Organizações indígenas da Bacia Amazônica discutem meio ambiente e saberes ancestrais

agosto, 17 2011

Evento ocorre em Manaus (AM) até esta quinta-feira (18)
Mudanças climáticas, áreas protegidas e “economia verde”, inclusive o potencial mercado de carbono e seus riscos, são alguns dos temas que estão sendo tratados no “Grande Encontro Panamazônico – Saberes ancestrais, povos e vida plena em harmonia com as florestas” . O evento, um fórum interinstitucional de lideranças indígenas de vários países, ocorre em Manaus (AM) de15 a 17 de agosto e vai discutir assuntos que afetam os povos indígenas de toda a região amazônica.

Participam do evento cerca de 110 lideranças, além de representantes de organizações ambientalistas, de órgãos governamentais que trabalham na Amazônia e representantes da cooperação internacional.
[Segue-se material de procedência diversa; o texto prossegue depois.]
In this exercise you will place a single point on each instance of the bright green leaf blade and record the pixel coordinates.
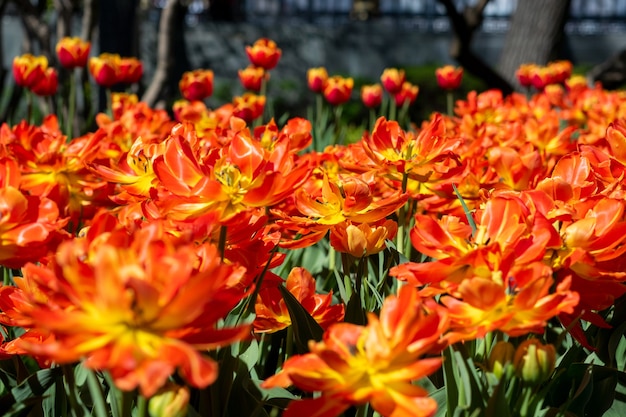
(305, 327)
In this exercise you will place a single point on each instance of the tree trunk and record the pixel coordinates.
(535, 35)
(171, 54)
(365, 9)
(464, 25)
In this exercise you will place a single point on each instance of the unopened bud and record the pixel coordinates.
(171, 401)
(534, 362)
(501, 356)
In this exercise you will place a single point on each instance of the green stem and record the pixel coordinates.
(332, 258)
(70, 387)
(450, 102)
(288, 343)
(127, 403)
(392, 109)
(372, 120)
(7, 276)
(222, 242)
(338, 131)
(29, 106)
(403, 118)
(95, 388)
(320, 127)
(69, 131)
(109, 102)
(142, 406)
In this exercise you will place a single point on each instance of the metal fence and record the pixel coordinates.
(586, 16)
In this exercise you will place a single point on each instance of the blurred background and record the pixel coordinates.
(357, 38)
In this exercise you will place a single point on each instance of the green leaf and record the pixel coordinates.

As entidades responsáveis pelo Grande Encontro são a Coordenação das Organizações Indígenas da Bacia Amazônica (Coica, no original em espanhol), que coordena a atuação pan-amazônica integrada, e a Coordenação das Organizações Indígenas da Amazônia Brasileira (Coiab), que recebe o encontro. As duas instituições buscam debater, com os grupos indígenas de cada país amazônico, assuntos como “REDD+”, a chamada “Economia Verde” e a iminência da Rio+20.
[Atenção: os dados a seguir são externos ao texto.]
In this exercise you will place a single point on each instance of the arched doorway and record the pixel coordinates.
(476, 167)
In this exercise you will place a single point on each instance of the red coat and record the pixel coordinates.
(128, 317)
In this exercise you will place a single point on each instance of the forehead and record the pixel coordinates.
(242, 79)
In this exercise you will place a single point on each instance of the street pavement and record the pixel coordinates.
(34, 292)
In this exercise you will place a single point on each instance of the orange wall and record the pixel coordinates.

O titular da Coordenação das Organizações Indígenas da Bacia Amazônica (Coica), Edwin Vásquez, afirmou na abertura do encontro que a discussão sobre os temas será feita sem fugir das cosmovisões indígenas e sem “importar” conceitos de outros povos. “Não há discussão possível sobre “REDD+” sem reconhecimento dos direitos coletivos e dos territórios dos indígenas”, falou. O rondoniense Almir Suruí, que em 2008 ganhou um prêmio da Sociedade Internacional dos Direitos Humanos pela defesa intransigente de seu povo, defendeu os processos sob liderança dos indígenas, como é o caso de sua experiência.

O assessor técnico da Coica, Roberto Espinoza, afirmou que a princípio não interessa aos indígenas discutir carbono ou “REDD+, mas sim discutir os planos de vida dessas populações. Se nestes estiver a perspectiva de Redd, então deve-se buscar essa alternativa, afirmou.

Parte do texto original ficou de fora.